A Saint-Etienne, un hôpital privé au cœur de la seconde vague
AFP, publié le samedi 07 novembre 2020 à 09:38
«Tant que nous avons une avance en lits, nous sommes sereins»: face à une seconde vague épidémique qui frappe durement la métropole saint-étienne, l’Hôpital Privé de la Loire (HPL) a quadruplé sa capacité d’accueil en réanimation et augmentation des transferts de patients Covid vers d’autres régions, en attendant un pic annoncé à la mi-novembre.
Dans les salles dédiées aux soins intensifs, le souffle des appareils d’oxygénation pulmonaire, moins invasif pour les patients que l’intubation, rythme la matinée avec un tempo trompeusement calme.
Alors que Véronique Angénieux, chef de l’unité de soins, met en garde contre les croisements intergénérationnels pour éviter la contamination des personnes à risque, un homme de 34 ans entre en réanimation.
Masque à oxygène sur le nez, il est entouré d’une nuée d’infirmières en blouse bleue qui lui parlent sans cesse alors que son lit à roulettes est poussé vers ce qui deviendra sa chambre. L’homme sourit douloureusement mais son visage fatigué reflète la saturation dont il souffre. «Il est jeune, il doit réussir le cours», glisse le professionnel.
Depuis deux semaines, le taux d’incidence dépasse les 1 000 cas pour 100 000 habitants dans l’agglomération de Saint-Étienne, selon les données fournies par Santé publique France, le chiffre le plus élevé du pays. Au HPL, principale structure d’accueil des patients les plus sérieux après le CHU de Saint-Étienne, la vague monte inexorablement.
L’établissement, qui a été relativement épargné au printemps avec 26 décès dus à Covid-19, en a déjà enregistré une trentaine depuis un mois. «Et ce n’est que le début», prévient un cadre.
Pour gérer le flux de patients Covid, le nombre de lits de réanimation est passé de 8 à 35, dont 22 dédiés aux patients Covid. Des transferts ont eu lieu depuis mi-octobre, d’abord vers les villes moins touchées d’Auvergne-Rhône-Alpes comme Clermont-Ferrand, puis mercredi vers les régions de l’Arc Atlantique.
«Le but n’est pas de se retrouver dans une situation où il faut choisir de prendre tel ou tel patient, dans une période de tension maximale. Il faut donc faire de la place», analyse Benoît Crémilleux, anesthésiste en réanimation au HPL.
« Même si nous nous préparions » à ce retour du virus, « sans les transferts de patients, nous aurions explosé en vol », explique Jean-Baptiste Séblain directeur général adjoint de l’établissement.
– « Nous voilà » –
Côté équipe, une vingtaine de soignants bénévoles sont arrivés ces derniers jours en provenance d’établissements du groupe Ramsay Santé situés dans des zones plus épargnées par la deuxième vague, comme Bourg-de-Péage (Drôme) ou Bayonne (Pyrénées-Atlantiques).
Dès l’été, un tutorat entre infirmières a également été mis en place au HPL afin de former aux gestes pratiqués en réanimation pour les professionnels travaillant habituellement en salle d’opération ou en ambulatoire. L’improvisation due à la surprise de la première vague a fait place à une préparation méthodique face à un ennemi identifié.
Un réanimateur décrit la résurgence de l’épidémie dans la Loire comme «une marée montante» perçue vers la mi-août, annonçant «un raz-de-marée propulsé début octobre». C’est à ce moment-là que «il fallait rassembler tout le monde et se dire + ça y est, on est là +», dit Mme Angénieux, louant la disponibilité des aidants.

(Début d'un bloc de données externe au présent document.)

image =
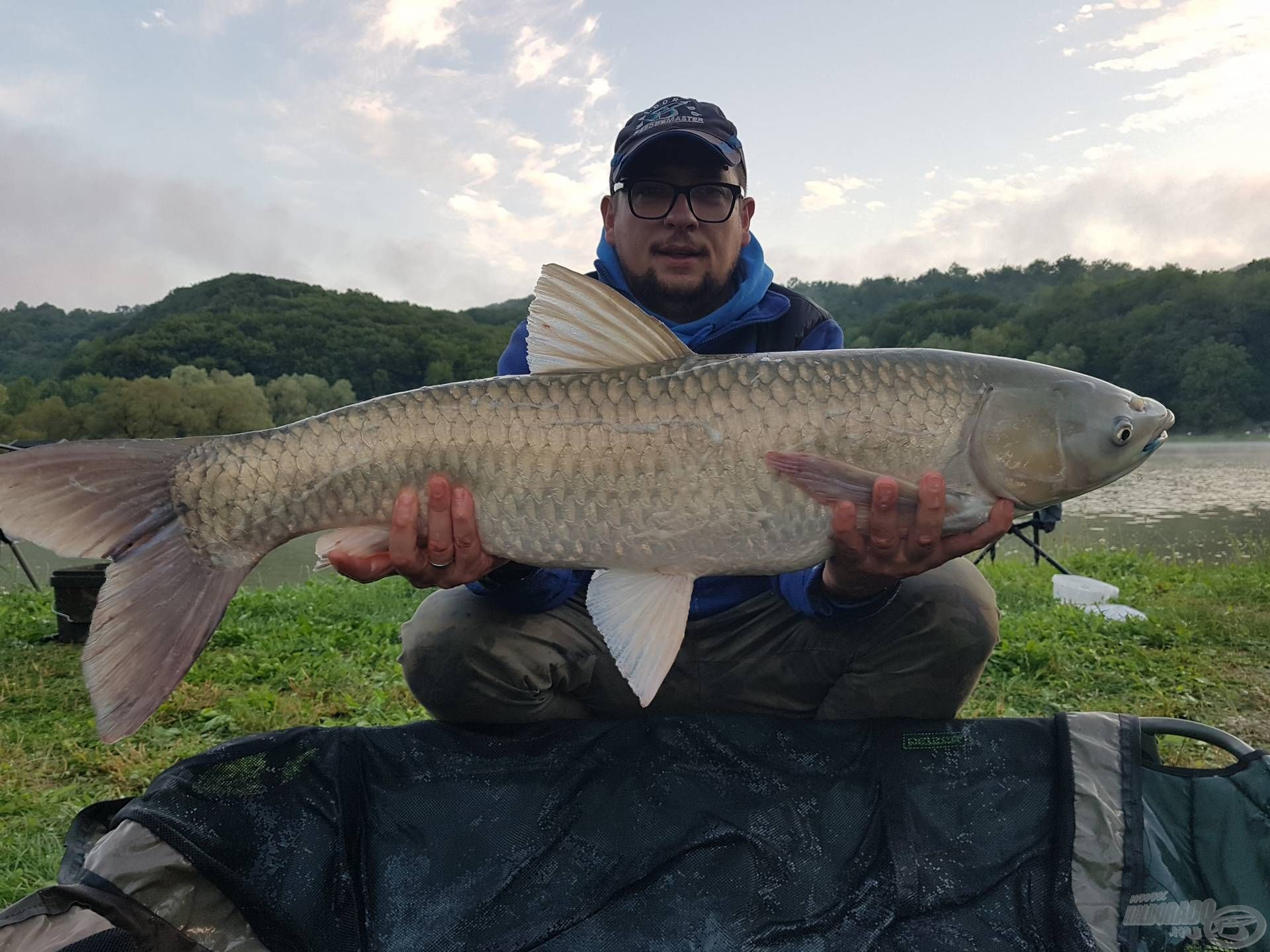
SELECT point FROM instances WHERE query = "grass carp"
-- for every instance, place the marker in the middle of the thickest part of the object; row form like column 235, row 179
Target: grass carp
column 622, row 451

Le responsable de la santé supervise près de 150 infirmières et soignants affectés principalement aux patients Covid, un chiffre qui a triplé en quelques semaines. Des praticiens des spécialités déprogrammées au sein de l’établissement sont également venus soutenir les médecins.
Myriam Mehenni, une infirmière de 23 ans qui a vécu la première vague, sait ce qu’implique le retour du virus: «il va falloir le prendre sur nous, pour être confronté à des patients isolés».
Les visites interdites pendant quelques semaines dans les unités Covid impliquent « d’avoir à réconforter des familles, qui au téléphone sont parfois anxieuses ou en larmes parce qu’elles ne peuvent pas être avec leurs proches », explique la jeune femme qui voit son horizon bloqué par l’épidémie jusqu’au la fin de l’année.
Chez HPL, vampirisé par Covid, seules les urgences oncologiques et chirurgicales ont été maintenues.